Partyzant 05.03.2015
2. Dresden
macht es richtig und sportlich im nachhinein.
Oihme 05.03.2015
3. Das ist sportlich und fair ...
... und damit sollte die Sache auch gegessen sein.
Medianet 05.03.2015
4. und !
mag sein, dass die Kritik an den Platzverhältnissen ein wenig ueberzogen erscheint, aber wie man auch bei Offenbach-Bremen gesehen hat, ist das auf jeden Fall ein nicht zu verachtender Faktor. Insofern fand ich die Bemerkung von Klopp nicht so verkehrt, als er dem Dresdner Trainer sein Mitleid wegen des Platzes aussprach. Kombinationsfussball wie er in der ersten Liga gefordert wird, kann man da wirklich nichht spielen.
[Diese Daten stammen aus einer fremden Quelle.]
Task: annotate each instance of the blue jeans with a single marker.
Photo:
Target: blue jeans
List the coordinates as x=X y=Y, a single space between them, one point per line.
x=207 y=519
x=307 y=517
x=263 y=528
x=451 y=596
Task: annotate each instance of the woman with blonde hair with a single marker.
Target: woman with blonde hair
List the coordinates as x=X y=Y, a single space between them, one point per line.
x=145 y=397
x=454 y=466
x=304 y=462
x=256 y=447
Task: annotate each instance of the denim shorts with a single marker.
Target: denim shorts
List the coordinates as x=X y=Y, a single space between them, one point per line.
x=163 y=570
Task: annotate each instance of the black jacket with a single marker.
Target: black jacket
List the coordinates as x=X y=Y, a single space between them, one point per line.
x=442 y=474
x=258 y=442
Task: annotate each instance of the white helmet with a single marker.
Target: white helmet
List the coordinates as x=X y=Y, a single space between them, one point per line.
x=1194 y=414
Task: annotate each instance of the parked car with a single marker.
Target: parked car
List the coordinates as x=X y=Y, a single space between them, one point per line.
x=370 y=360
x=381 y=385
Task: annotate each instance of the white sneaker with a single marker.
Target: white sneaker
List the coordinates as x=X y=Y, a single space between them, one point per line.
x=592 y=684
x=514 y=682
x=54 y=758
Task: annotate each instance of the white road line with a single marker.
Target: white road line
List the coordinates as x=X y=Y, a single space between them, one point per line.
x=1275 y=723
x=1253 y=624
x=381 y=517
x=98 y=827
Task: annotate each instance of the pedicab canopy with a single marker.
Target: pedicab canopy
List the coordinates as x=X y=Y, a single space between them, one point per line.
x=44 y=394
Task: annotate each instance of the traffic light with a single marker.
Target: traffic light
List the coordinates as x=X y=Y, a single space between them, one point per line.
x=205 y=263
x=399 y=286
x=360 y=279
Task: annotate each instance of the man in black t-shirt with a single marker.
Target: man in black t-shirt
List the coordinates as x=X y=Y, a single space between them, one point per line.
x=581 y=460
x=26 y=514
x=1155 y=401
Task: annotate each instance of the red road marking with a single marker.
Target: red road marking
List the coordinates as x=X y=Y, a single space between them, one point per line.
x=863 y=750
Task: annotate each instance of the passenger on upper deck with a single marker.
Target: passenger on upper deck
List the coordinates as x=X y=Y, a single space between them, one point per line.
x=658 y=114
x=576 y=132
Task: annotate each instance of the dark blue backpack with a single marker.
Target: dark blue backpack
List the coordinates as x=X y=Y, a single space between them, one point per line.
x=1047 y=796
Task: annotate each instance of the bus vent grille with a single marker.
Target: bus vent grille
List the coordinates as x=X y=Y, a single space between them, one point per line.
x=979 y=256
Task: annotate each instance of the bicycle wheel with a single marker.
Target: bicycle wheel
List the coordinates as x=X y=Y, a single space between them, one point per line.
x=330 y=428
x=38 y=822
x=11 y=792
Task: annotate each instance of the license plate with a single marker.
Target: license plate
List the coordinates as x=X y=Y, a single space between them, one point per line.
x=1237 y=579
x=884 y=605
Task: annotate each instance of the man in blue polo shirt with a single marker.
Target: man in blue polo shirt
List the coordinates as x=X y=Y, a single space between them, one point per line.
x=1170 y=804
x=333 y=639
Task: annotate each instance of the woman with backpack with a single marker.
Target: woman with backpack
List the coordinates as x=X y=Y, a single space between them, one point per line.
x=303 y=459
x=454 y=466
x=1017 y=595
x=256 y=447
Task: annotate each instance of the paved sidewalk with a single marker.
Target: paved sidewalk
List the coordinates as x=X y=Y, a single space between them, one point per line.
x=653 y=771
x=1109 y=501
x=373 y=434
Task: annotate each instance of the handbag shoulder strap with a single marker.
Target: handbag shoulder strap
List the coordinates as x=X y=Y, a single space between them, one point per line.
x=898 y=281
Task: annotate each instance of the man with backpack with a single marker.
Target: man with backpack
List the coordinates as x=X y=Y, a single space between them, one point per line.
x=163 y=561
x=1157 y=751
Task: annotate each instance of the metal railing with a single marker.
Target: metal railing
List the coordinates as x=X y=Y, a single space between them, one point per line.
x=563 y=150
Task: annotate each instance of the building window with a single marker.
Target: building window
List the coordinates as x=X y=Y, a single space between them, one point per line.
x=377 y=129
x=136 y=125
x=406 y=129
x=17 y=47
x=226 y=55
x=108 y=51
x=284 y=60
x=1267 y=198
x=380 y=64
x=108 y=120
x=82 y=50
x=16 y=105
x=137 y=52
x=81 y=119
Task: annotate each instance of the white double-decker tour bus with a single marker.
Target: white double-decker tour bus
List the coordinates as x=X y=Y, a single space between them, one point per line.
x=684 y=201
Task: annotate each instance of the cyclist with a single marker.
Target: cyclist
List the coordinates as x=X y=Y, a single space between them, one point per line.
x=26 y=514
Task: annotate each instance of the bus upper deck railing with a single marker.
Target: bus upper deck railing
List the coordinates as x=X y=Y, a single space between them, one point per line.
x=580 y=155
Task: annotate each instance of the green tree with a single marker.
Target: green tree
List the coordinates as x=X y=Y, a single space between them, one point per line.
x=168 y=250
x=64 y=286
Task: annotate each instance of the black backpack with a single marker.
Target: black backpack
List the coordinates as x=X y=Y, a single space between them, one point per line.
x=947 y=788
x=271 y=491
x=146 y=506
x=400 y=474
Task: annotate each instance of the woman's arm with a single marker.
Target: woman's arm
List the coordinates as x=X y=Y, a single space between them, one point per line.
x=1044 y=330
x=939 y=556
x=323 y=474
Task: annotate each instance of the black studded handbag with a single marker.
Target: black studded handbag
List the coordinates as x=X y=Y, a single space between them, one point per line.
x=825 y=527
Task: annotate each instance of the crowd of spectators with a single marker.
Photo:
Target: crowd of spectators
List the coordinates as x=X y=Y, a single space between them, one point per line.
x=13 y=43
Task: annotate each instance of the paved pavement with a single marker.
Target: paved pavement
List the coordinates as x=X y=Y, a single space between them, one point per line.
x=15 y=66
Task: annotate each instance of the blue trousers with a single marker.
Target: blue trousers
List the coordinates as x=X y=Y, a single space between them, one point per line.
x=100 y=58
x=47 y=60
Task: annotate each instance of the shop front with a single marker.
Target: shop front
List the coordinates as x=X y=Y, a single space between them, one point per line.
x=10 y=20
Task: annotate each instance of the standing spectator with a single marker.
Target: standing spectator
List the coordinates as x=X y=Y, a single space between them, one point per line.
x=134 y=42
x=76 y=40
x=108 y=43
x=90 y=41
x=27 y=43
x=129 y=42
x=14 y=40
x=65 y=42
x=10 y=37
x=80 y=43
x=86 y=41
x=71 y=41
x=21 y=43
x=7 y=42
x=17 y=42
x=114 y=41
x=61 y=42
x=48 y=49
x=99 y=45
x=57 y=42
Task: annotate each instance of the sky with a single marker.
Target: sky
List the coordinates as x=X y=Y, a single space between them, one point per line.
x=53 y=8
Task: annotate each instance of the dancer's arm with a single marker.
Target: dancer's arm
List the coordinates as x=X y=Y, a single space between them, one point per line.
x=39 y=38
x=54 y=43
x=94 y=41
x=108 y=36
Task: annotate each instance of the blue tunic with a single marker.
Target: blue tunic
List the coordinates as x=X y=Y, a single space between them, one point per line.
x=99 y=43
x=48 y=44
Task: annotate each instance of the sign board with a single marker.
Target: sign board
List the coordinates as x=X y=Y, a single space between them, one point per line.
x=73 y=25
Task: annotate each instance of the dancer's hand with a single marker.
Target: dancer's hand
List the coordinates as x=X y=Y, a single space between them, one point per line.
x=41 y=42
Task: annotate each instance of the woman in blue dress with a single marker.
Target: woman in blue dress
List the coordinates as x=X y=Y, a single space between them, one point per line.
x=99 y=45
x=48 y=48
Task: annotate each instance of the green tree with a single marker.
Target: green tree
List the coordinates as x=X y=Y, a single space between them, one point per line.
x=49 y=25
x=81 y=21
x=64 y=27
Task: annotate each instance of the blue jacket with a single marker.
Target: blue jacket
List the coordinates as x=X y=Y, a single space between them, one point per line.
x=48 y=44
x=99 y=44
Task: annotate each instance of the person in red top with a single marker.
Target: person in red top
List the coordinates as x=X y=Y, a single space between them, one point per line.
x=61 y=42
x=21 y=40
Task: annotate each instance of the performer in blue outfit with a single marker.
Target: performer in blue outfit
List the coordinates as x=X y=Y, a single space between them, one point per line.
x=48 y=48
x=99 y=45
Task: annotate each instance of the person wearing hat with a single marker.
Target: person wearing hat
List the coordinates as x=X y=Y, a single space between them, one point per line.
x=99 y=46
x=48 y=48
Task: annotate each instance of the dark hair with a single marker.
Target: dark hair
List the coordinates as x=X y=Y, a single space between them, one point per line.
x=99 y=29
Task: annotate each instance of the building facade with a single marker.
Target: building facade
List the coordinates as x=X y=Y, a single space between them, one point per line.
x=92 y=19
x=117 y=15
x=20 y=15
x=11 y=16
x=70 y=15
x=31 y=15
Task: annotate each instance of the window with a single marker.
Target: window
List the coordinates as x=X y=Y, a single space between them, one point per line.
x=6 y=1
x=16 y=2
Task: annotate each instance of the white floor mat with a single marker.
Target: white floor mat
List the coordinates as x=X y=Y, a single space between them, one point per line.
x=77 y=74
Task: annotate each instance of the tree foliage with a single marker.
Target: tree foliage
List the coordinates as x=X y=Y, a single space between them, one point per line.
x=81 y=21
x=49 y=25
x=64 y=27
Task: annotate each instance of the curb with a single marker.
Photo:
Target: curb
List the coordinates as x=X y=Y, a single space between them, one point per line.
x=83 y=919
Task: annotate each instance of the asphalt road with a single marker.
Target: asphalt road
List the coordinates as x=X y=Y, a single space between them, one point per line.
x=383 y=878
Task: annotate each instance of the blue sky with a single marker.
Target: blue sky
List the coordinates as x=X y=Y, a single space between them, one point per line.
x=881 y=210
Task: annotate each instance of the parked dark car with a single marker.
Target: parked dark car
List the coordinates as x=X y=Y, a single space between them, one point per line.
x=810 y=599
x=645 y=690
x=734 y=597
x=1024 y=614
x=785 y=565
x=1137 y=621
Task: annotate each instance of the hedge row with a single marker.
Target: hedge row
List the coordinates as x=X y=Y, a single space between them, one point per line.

Da bremst sich ein Verein selber aus. Vielleicht hat ja die deutliche Kritik daran auch etwas in Dresden bewegt..ich hoffe es fuer den Club.
peroxyacetylnitrat 05.03.2015
5.
Gute Reaktion vom Verein. Der Spieler allerdings scheint charakterlich und geistig ein Amateur zu sein, vielleicht wäre er in der kreisklasse wirklich besser aufgehoben, wenn er meint dass sowas zum Spiel dazugehört...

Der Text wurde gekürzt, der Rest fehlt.